To the editor: 

I’m writing to add my voice to the growing chorus calling for the removal of the Confederate statue in front of the Halifax County Courthouse. 

As a native daughter of Virginia, I’ve spent my entire life surrounded by a celebration of the Confederacy: flags on shirts and belt buckles, statues on pedestals and highways named for defeated generals. And while these images have been a part of daily life, they have never faded into the background as harmless symbols of a long ago past. 

Instead, they remain icons of a belief that all men are not created equal and a cause that enslaves one to another. 

In the years immediately following the Civil War and since, there has been a deliberate campaign to cast it as a noble fight for state’s rights. And we can debate that for days, but it matters not. The essential truth remains that had the Confederacy prevailed, slavery would have continued, perhaps inevitably, within its borders. 

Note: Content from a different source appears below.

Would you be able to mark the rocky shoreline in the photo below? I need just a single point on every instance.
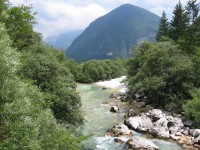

How then do we justify a continued celebration of a cause to continue this most evil and sinful institution? We cannot.

It is past time that we remove the divisive symbols of the Confederacy from public lands and institutions. Indeed, I can think of no worse place for a Confederate statue than in front of a courthouse. 

The court, where we all hope and pray to be seen and treated as equal under the law, should never harbor a symbol honoring a fight to deny the humanity of people of color or any individual. My hope for justice is immeasurably diminished by a court that welcomes me to its grounds by honoring a soldier who died to keep me enslaved and enmeshed in a world where I was property to be bought, sold, used and discarded.

When we know better, we do better. Halifax County, we must do better. And we must never forget. 

Removing this statue is not a call to erase history, but rather to remember it as it is not as we would like it to be. We will all be better served, and better educated, if we place this statue in a local museum or historical site where the full story of our history can be told, analyzed and taught. 

I know for some this may be a deeply personal issue that intertwines family history and pride. I’m afraid I don’t have an easy answer for individuals who seek to honor the legacy of their loved ones who fought bravely in defense of an indefensible cause. Sometimes the people we love get it wrong, and that is a weighty challenge. My hope is that we’ll work together as a community to wrestle with these questions. What I know for sure is that when we talk to each other and work with each other we come out stronger and closer than before. 

I call upon the Halifax County Board of Supervisors to vote for the statue’s immediate removal and to form a diverse committee of citizens to develop a plan for the statue’s preservation and relocation. History is watching.